[1/2] glusterfs: fix max_discard

Message ID	1422907754-21543-2-git-send-email-den@openvz.org
State	New
Headers	show Return-Path: <qemu-devel-bounces+incoming=patchwork.ozlabs.org@nongnu.org> From: "Denis V. Lunev" <den@openvz.org> To: Date: Mon, 2 Feb 2015 23:09:13 +0300 Message-Id: <1422907754-21543-2-git-send-email-den@openvz.org> In-Reply-To: <1422907754-21543-1-git-send-email-den@openvz.org> References: <1422907754-21543-1-git-send-email-den@openvz.org> Cc: Kevin Wolf <kwolf@redhat.com>, "Denis V. Lunev" <den@openvz.org>, Peter Lieven <pl@kamp.de>, qemu-devel@nongnu.org Subject: [Qemu-devel] [PATCH 1/2] glusterfs: fix max_discard Precedence: list Errors-To: qemu-devel-bounces+incoming=patchwork.ozlabs.org@nongnu.org Sender: qemu-devel-bounces+incoming=patchwork.ozlabs.org@nongnu.org

Denis V. Lunev Feb. 2, 2015, 8:09 p.m. UTC

qemu_gluster_co_discard calculates size to discard as follows
    size_t size = nb_sectors * BDRV_SECTOR_SIZE;
    ret = glfs_discard_async(s->fd, offset, size, &gluster_finish_aiocb, acb);

glfs_discard_async is declared as follows:
  int glfs_discard_async (glfs_fd_t *fd, off_t length, size_t lent,
                          glfs_io_cbk fn, void *data) __THROW
This is problematic on i686 as sizeof(size_t) == 4.

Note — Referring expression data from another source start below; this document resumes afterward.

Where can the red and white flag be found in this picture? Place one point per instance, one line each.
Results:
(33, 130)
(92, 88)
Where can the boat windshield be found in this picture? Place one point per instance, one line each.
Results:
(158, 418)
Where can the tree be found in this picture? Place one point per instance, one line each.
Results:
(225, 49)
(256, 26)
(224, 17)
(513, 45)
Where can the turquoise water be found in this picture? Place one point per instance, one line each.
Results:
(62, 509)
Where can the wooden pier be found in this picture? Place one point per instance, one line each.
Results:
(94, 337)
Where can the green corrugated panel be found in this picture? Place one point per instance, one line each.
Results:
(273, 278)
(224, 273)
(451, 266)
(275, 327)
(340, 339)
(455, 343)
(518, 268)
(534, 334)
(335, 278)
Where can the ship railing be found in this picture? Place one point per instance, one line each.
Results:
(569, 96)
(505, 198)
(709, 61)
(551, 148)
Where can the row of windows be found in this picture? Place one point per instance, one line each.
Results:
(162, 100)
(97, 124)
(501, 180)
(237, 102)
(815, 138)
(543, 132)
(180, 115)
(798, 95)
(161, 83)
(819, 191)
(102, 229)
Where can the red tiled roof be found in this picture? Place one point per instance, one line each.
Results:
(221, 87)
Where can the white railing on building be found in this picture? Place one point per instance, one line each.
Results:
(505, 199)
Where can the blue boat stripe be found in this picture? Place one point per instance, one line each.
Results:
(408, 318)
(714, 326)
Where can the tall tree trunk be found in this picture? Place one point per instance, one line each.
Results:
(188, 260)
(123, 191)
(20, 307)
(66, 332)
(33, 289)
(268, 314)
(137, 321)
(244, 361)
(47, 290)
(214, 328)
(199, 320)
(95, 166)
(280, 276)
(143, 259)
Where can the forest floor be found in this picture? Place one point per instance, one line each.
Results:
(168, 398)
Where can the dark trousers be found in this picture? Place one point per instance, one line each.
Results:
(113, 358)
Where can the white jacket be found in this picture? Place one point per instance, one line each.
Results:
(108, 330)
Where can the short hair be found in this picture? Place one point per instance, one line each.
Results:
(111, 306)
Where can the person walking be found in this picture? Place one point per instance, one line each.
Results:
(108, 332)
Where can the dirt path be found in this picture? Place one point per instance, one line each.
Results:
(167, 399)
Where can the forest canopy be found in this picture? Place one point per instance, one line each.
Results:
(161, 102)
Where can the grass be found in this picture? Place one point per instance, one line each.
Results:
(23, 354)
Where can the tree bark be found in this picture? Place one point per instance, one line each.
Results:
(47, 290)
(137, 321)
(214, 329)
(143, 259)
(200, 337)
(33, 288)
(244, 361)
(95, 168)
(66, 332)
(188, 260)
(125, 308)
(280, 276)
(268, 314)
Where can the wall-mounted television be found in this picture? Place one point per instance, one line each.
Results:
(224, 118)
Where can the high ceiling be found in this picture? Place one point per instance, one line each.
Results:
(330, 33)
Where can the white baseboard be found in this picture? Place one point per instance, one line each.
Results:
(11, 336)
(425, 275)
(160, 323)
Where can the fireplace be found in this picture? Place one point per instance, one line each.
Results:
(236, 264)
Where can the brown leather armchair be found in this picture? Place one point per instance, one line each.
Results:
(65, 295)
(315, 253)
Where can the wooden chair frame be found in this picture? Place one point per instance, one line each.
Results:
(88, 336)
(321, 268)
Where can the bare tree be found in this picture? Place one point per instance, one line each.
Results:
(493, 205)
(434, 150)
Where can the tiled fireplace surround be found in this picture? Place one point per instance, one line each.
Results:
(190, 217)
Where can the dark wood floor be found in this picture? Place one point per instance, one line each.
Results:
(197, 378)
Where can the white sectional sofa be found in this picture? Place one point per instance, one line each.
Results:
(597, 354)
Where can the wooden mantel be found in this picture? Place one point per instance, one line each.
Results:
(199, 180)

Set bl_max_discard to SIZE_MAX >> BDRV_SECTOR_BITS to avoid overflow
on i386.

Signed-off-by: Denis V. Lunev <den@openvz.org>
CC: Kevin Wolf <kwolf@redhat.com>
CC: Peter Lieven <pl@kamp.de>
---
 block/gluster.c | 9 +++++++++
 1 file changed, 9 insertions(+)

Peter Lieven Feb. 2, 2015, 8:40 p.m. UTC | #1

Am 02.02.2015 um 21:09 schrieb Denis V. Lunev:
> qemu_gluster_co_discard calculates size to discard as follows
>     size_t size = nb_sectors * BDRV_SECTOR_SIZE;
>     ret = glfs_discard_async(s->fd, offset, size, &gluster_finish_aiocb, acb);
>
> glfs_discard_async is declared as follows:
>   int glfs_discard_async (glfs_fd_t *fd, off_t length, size_t lent,
>                           glfs_io_cbk fn, void *data) __THROW
> This is problematic on i686 as sizeof(size_t) == 4.
>
> Set bl_max_discard to SIZE_MAX >> BDRV_SECTOR_BITS to avoid overflow
> on i386.
>
> Signed-off-by: Denis V. Lunev <den@openvz.org>
> CC: Kevin Wolf <kwolf@redhat.com>
> CC: Peter Lieven <pl@kamp.de>
> ---
>  block/gluster.c | 9 +++++++++
>  1 file changed, 9 insertions(+)
>
> diff --git a/block/gluster.c b/block/gluster.c
> index 1eb3a8c..8a8c153 100644
> --- a/block/gluster.c
> +++ b/block/gluster.c
> @@ -622,6 +622,11 @@ out:
>      return ret;
>  }
>  
> +static void qemu_gluster_refresh_limits(BlockDriverState *bs, Error **errp)
> +{
> +    bs->bl.max_discard = MIN(SIZE_MAX >> BDRV_SECTOR_BITS, INT_MAX);
> +}
> +

Looking at the gluster code bl.max_transfer_length should have the same limit, but thats a different patch.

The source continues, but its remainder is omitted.